Global government bonds have seen yields jump this year, ending a four-decade bull run, as a combination of inflation, rising interest rates and central banks’ unwinding of quantitative easing programmes have chilled market appetite.

Though the trend has happened across developed economies, the UK in particular has suffered dramatic yield rises, after a now-reneged “mini” Budget announced a raft of unfunded tax cuts without an accompanying plan to pay for them.

Quilter’s responsible blend portfolios have seen an increase in exposure to the HSBC Global Government Bond Index fund.

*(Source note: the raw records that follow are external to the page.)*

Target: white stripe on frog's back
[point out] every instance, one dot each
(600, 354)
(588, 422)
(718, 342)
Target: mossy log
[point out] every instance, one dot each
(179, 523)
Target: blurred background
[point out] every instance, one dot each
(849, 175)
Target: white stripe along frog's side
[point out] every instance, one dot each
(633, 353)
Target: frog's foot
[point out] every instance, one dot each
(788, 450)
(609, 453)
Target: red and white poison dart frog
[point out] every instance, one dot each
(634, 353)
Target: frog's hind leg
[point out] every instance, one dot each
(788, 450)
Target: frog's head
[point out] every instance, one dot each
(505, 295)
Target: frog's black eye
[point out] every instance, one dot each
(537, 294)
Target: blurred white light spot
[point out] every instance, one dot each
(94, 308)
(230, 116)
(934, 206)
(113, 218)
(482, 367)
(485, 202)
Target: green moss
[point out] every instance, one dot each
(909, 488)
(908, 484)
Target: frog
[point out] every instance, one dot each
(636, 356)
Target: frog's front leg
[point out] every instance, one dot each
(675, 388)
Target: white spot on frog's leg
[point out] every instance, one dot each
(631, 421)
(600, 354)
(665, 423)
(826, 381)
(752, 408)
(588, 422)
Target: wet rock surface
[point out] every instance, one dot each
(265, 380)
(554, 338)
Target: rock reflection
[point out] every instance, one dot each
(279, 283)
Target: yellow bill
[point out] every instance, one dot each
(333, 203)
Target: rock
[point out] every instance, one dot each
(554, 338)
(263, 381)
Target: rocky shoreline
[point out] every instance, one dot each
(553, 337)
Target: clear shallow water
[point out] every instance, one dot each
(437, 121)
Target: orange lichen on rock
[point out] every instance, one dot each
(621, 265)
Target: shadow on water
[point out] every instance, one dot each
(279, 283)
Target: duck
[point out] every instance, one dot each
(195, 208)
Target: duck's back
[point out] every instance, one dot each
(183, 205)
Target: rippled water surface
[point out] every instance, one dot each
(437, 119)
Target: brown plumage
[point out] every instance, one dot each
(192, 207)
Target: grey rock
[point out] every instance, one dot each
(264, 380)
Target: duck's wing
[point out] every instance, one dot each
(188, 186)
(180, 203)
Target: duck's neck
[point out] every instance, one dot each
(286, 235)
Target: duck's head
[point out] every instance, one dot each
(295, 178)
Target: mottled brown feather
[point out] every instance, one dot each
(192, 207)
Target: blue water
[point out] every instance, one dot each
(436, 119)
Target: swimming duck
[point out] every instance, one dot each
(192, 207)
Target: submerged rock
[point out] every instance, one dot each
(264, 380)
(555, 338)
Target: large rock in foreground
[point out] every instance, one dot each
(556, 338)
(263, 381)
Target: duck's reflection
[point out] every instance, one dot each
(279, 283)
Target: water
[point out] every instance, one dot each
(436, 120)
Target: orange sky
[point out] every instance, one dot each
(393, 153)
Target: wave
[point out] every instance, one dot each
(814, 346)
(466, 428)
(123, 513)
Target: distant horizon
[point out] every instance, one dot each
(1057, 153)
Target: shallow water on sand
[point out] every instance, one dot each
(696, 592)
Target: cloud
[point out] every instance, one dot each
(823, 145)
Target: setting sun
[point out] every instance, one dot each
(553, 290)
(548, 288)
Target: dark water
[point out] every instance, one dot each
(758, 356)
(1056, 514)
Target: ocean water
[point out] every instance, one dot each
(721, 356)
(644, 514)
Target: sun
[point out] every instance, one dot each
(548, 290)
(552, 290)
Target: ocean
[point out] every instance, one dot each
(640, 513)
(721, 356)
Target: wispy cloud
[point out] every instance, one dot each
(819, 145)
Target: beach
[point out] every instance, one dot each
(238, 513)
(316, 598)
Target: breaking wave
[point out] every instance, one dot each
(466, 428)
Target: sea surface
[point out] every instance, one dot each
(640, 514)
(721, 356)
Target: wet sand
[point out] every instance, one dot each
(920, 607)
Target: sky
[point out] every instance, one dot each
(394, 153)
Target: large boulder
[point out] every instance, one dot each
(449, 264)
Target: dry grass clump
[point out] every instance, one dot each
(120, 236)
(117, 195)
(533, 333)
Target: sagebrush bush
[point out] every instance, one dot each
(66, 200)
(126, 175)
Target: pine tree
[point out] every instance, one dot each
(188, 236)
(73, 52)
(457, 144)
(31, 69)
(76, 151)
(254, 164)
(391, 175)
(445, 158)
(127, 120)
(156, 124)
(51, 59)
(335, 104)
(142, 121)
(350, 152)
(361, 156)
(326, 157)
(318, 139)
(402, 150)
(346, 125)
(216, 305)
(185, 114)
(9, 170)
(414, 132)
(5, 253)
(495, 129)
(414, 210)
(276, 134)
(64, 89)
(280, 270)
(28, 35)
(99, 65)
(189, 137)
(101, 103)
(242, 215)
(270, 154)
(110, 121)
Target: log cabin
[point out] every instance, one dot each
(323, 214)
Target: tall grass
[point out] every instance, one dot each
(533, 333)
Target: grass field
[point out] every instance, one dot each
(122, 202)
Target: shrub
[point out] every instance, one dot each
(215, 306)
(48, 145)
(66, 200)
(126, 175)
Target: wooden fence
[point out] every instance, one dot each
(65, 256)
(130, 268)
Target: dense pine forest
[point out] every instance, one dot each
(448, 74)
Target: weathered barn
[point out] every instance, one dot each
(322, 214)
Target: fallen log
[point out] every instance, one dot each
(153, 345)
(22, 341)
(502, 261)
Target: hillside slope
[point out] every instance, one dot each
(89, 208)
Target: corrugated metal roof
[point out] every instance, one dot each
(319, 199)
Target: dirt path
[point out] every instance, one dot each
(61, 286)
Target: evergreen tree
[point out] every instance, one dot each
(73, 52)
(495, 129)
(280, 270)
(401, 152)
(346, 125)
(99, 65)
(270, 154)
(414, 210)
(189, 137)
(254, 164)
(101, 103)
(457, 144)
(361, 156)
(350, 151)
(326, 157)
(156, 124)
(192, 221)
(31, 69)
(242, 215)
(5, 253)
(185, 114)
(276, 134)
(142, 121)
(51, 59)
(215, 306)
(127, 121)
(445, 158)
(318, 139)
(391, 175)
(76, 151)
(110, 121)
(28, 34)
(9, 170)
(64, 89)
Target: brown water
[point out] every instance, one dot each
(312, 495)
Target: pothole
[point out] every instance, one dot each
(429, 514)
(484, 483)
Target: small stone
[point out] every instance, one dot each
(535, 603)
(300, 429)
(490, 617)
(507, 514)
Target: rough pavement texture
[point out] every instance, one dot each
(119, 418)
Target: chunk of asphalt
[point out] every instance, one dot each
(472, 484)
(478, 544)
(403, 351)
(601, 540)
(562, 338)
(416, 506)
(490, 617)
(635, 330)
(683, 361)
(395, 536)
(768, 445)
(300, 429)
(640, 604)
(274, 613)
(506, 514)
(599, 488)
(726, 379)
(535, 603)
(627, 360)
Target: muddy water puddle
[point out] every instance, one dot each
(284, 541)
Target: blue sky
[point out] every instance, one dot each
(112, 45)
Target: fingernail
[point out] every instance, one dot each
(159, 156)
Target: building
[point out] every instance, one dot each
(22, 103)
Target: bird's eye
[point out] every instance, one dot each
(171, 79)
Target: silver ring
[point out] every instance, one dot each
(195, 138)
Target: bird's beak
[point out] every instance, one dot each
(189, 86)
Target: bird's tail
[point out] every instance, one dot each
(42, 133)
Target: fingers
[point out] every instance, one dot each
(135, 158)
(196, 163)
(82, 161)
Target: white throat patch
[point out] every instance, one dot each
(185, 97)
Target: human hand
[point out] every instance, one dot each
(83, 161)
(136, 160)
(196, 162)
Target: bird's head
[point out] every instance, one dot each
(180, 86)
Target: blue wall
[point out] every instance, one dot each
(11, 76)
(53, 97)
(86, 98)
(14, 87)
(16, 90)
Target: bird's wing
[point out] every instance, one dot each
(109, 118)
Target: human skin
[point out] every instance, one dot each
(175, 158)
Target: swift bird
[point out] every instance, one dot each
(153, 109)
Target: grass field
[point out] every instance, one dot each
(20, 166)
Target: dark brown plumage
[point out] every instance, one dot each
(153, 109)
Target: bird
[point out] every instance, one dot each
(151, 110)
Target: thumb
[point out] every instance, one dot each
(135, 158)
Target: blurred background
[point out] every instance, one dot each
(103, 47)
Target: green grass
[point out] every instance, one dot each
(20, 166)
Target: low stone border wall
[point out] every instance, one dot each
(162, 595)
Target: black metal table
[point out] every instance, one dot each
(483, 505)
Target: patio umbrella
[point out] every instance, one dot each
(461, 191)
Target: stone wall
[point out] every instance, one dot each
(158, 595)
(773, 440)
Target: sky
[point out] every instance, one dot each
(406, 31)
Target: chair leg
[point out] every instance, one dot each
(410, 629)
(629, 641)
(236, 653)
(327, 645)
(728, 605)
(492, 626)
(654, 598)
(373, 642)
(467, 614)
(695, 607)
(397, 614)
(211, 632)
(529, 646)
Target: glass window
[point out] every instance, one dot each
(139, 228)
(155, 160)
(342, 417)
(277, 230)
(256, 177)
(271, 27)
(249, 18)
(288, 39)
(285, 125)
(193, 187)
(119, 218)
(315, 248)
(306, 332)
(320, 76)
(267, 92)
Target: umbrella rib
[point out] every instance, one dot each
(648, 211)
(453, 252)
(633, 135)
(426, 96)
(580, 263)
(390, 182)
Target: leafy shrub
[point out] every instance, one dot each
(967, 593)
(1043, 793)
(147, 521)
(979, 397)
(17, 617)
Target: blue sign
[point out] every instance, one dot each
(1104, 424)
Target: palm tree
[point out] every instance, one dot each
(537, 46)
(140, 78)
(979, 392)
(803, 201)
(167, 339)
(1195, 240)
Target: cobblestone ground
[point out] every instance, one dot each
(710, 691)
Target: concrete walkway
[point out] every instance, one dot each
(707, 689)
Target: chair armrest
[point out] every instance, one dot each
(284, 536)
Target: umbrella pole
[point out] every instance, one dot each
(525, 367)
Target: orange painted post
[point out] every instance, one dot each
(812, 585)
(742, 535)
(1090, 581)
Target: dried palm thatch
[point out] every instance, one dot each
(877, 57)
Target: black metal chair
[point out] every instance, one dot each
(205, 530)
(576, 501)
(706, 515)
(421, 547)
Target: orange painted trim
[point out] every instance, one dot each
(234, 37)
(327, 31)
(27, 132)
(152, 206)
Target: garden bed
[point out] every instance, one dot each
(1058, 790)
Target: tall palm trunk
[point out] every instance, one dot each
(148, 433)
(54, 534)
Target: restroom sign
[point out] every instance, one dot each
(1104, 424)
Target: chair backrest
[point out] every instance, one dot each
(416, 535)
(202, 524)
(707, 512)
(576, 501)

Profits have been re-distributed across the equity and credit funds after a strong performance in the portfolios’ alternative holdings, including the Trium ESG Emissions Impact fund, the Quilter Investors Absolute Return Bond fund and the Quilter Investors Global Equity Absolute Return fund.

No changes have been made to the sustainable active portfolios as they already have a higher allocation to global government bonds.

Clark said economic growth is now being challenged as a result of stickier inflation and an incoming global cost of living crisis.

“As a result, while we don’t expect a sharp reversal in interest rates, we do think central banks will need to be innovative and adaptable with some form of support or easing," he said.

“The diversification benefits of fixed income should begin to shine again after what has been an incredibly difficult year for the asset class.”